O Naufrágio do Titanic
Canto Primeiro
Alguém escuta, espera,
sustém a respiração, perto,
aqui. Diz: esta é a minha voz.
Jamais, diz ele,
regressará esta calmaria,
este tempo quente e seco.
Ecoa-se a si mesmo
na sua cabeça gorgolejante.
Diz: além de mim, não há ninguém
aqui. Esta deve ser a minha voz.
Espero, sustenho a respiração,
escuto. O rumor distante
nos meus ouvidos, antenas
de carne macia, nada significa.
É apenas o bater
do sangue nas minhas veias.
Durante muito tempo esperei,
sustendo a respiração.
Ruído branco nos receptores
da minha máquina do tempo.
Estática cósmica muda.
Ninguém vem ou pede ajuda.
Nenhum sinal de rádio.
Ou isto é o fim,
digo, ou ainda nem
chegámos a começar.
Aqui estamos! Agora!
Algo que arranha. Um rangido. Um rasgão.
É agora.
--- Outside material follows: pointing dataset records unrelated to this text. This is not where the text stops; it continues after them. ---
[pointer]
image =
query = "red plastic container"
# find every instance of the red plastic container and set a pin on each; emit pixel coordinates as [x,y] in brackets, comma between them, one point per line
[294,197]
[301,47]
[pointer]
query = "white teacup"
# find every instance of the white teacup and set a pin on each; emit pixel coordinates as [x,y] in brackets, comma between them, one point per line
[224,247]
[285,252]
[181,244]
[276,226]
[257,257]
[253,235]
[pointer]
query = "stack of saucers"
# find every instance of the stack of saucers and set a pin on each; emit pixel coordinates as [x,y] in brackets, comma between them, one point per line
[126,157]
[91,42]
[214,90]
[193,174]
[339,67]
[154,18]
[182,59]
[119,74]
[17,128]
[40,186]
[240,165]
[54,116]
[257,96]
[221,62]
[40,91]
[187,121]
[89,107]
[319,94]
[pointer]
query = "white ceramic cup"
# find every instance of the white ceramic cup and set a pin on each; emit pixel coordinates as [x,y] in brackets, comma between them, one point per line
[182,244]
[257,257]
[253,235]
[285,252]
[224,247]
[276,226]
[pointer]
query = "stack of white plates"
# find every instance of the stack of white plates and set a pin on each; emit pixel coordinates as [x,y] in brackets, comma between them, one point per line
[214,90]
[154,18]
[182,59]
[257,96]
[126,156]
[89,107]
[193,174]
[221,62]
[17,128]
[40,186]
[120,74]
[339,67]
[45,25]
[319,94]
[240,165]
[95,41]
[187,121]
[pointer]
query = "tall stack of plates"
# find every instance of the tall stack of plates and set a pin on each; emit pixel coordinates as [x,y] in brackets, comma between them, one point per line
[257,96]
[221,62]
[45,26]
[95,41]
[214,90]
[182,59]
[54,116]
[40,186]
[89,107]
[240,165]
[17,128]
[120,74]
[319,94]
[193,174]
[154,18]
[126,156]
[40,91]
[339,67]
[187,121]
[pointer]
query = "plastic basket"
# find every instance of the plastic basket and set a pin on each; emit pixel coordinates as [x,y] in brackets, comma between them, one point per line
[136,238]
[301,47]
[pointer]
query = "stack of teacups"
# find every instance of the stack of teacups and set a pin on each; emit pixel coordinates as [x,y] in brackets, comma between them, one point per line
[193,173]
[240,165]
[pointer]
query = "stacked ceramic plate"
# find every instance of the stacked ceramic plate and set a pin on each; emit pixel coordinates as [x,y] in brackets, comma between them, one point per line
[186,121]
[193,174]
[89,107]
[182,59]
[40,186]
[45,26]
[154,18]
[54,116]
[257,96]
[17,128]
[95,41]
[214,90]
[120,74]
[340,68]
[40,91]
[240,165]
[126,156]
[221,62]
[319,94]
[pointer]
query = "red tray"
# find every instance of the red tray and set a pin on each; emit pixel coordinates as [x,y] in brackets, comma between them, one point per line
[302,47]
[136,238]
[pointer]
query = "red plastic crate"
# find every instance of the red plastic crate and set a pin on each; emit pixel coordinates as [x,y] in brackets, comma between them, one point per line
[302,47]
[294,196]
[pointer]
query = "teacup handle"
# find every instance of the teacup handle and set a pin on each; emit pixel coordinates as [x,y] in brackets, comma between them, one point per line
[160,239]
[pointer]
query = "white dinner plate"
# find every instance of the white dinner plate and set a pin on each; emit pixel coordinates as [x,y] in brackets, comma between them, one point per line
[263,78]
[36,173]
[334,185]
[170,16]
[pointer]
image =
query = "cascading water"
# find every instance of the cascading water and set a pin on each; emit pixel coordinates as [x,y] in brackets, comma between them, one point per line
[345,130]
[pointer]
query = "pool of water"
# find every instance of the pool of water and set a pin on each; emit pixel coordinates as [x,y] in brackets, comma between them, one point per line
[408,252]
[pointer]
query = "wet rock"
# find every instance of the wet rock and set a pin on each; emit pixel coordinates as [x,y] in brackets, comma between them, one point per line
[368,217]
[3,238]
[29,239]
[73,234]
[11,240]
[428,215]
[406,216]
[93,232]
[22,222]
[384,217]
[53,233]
Uma unha gélida
raspa na porta e pára imediatamente.
Algo cede.
O som de uma tela,
de uma alva faixa de linho
a ser rasgada, devagar primeiro,
a pouco e pouco mais bruscamente
até se dividir em dois com um silvo.
Isto é o princípio.
Escutem! Não ouvem?
Segurem-se, por amor de Deus!
E depois silêncio novamente.
Apenas o tilintar da louça
nos armários,
um estremecimento de cristal,
cada vez mais suave,
e desaparece.
Queres dizer que isto
foi tudo?
Sim. Foi tudo.
Isto foi o princípio.
O princípio do fim
é sempre discreto.
São agora 23h40
a bordo. Há um golpe
de duzentas jardas
debaixo da linha de água
no casco laminado, aberto
por uma gigantesca faca.
A água infiltra-se
nas divisórias.
Trinta jardas acima do nível do mar
Impassível o iceberg passa,
desliza além do navio resplandecente
e desaparece na escuridão.
Hans Magnus Enzensberger, The Sinking of the Titanic, 1980.
- trad. João Moita a partir da tradução inglesa do texto alemão feita pelo próprio autor
*
The Sinking of the Titanic
First Canto
There is someone who listens, who waits,
holds his breath, very close by,
here. He says: This is my voice.
Never again, he says,
it is going to be as quiet,
as dry and warm as it is now.
He hears himself
in his gurgling head.
He says: There is no one here
but me. This must be my voice.
I wait, I hold my breath,
I listen. The distant rumor
in my hear, antennae
of soft flesh, means nothing.
It is just the beat
of my blood on the veins.
I have been waiting for a long time,
holding my breath.
White noise in the earphones
of my time machine.
Mute cosmic static.
Nobody knocks or cries for help.
No radio signal.
Either this is the end,
I tell myself, or else
we have not yet begun.
Here we are! Now!
A scraping sound. A creaking. A crack.
This is it. An icy fingernail
scratching at the door and stopping short.
Something gives.
An endless length of canvas,
a snow-white strip of linen
being torn, slowly at first
and then more and more briskly
being rend in two with a hissing sound.
This is the beginning.
Listen! Don’t you hear it?
Hold fast, for God’s sake!
Then there i silence again.
Only a thin tinkle is to be heard
in the cupboards,
a trembling of crystal,
more and more faintly
and dying away.
Do you mean to say
that was all?
Yes. We’ve had it.
This was the beginning.
The beginning of the end
is always discreet.
It is now 11:40 p.m.
on board. There is a gash
of two hundred yards
underneath the waterline
in the steel-plated hull, slit
by a gigantic knife.
The water is rushing
into the bulkheads.
Thirty yards above sea level
the iceberg, back and silent, passes,
glides by the glittering ship,
and disappears in the dark.
Hans Magnus Enzensberger, The Sinking of the Titanic, 1980.